Narrower and shallower
So is this the end of the big beast salesperson? I think it is. The old certainties no longer hold and there seems to be an inverse proportion between the number of sales, marketing and publicity levers at the disposal of publishers and their certainty about how to use those levers to generate bestsellers. Above all, physical retail channels are both narrower and shallower than they once were, and their importance is fractional compared to their heyday. Sales directors are no longer the most important voices at publishing meetings.
There are things about this that one might miss—certainly their demise will contribute to making publishing an ever more metrosexual, mineral-water industry. One thing to be sure about, though, is that book salespeople tended to like a drink and had a refreshing contempt for the kinds of high-flown pretension that this business has a tendency to indulge in.
But for all that, they were over-promoted: a capacity to cut a deal and bully editors made them executive catnip for their corporate bosses, who failed to remember that salespeople are inherently short-sighted and have an absolute inability to look beyond the next year’s sales targets.

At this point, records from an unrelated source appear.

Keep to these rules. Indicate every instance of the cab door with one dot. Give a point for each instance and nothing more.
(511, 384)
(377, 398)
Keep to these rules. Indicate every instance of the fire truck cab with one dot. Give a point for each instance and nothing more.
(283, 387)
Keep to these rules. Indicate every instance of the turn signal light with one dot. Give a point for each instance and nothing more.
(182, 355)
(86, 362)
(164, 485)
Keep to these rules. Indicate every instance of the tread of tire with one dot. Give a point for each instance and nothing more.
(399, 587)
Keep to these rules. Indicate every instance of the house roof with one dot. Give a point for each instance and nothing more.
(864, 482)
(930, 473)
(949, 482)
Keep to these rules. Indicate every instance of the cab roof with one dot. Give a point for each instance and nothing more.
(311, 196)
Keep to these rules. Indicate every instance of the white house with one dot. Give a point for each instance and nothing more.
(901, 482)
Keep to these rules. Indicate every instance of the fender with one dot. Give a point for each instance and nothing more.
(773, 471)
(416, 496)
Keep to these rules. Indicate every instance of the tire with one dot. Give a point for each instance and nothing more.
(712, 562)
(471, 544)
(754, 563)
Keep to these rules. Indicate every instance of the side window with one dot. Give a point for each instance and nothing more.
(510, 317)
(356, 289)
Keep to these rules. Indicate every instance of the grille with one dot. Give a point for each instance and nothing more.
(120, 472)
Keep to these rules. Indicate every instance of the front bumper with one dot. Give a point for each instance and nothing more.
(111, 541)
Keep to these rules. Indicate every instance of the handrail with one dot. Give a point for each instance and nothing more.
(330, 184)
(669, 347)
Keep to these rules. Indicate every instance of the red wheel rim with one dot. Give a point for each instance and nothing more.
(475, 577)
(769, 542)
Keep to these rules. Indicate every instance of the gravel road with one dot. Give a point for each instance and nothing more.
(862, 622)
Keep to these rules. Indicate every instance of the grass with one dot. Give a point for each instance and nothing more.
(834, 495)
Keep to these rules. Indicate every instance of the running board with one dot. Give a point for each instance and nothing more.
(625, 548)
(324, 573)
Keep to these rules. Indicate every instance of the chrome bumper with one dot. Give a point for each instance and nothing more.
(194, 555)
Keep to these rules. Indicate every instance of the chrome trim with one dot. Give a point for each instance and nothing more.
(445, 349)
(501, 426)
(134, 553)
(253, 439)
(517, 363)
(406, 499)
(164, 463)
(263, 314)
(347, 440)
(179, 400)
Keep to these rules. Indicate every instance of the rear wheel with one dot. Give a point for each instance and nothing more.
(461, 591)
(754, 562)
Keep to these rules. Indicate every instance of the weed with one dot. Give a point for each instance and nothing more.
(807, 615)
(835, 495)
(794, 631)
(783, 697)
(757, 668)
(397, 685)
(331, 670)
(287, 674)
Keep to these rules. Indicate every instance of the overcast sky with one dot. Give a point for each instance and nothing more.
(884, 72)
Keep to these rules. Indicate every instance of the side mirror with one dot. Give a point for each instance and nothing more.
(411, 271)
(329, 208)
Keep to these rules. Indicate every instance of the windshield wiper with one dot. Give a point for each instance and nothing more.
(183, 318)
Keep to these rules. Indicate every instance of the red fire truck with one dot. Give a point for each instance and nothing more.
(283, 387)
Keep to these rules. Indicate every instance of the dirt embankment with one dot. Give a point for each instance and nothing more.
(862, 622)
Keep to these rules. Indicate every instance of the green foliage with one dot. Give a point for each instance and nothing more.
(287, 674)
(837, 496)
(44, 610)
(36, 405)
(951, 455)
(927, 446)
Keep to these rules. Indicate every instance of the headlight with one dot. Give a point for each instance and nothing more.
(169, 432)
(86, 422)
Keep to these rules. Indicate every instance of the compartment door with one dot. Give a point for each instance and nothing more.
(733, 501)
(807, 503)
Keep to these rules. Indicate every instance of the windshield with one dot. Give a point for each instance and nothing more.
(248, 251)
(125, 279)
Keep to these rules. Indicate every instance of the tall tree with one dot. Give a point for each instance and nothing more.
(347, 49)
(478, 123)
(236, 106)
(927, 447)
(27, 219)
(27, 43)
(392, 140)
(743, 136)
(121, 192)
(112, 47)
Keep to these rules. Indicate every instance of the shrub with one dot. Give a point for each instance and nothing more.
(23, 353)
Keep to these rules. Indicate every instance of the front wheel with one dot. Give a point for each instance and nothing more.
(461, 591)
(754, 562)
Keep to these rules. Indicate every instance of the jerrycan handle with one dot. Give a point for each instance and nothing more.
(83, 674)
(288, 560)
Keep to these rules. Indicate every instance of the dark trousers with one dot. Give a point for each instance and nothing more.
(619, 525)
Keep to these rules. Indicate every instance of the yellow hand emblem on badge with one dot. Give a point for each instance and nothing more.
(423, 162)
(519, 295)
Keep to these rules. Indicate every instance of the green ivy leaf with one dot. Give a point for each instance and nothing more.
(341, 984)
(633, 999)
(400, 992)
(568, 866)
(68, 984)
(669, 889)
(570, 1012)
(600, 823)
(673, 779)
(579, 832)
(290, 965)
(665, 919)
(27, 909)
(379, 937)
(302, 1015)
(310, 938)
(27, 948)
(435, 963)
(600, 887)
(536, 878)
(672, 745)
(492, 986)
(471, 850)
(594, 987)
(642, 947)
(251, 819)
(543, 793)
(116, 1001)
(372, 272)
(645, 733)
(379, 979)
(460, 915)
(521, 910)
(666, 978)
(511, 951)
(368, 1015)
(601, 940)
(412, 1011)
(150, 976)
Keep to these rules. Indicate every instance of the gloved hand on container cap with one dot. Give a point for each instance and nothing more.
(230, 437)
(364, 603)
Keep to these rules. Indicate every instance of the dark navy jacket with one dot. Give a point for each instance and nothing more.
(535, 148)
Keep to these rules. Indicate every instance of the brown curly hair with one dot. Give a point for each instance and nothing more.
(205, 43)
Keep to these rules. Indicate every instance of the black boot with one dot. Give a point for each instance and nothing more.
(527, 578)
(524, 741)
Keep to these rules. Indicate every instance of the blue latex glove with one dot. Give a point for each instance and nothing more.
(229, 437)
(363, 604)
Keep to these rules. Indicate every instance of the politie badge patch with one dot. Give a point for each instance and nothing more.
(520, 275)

But, in the absence of salespeople, the interesting question is where the publishing c.e.o.s of the future will come from. Digital departments are still far too nascent, and too much of what they do involves managing processes—not deal-making and driving new business. Publicity hardly seems likely to step up. Editorial may be at the heart of every process, but editors are given so little autonomy and information is withheld from them whenever possible, so that too may not be feasible. Above all, editors have one fatal problem: they care about books too much, and that makes them suspect.
Perhaps publishers will be forced to look to the people in the business who combine deal-making and negotiation skills with driving new business and an intimate understanding of the creative core of the business. Agents?
Only kidding. It’s already looking like marketing. For the next decade all the talk will be about “product” and “platforms”. Better the devils you knew?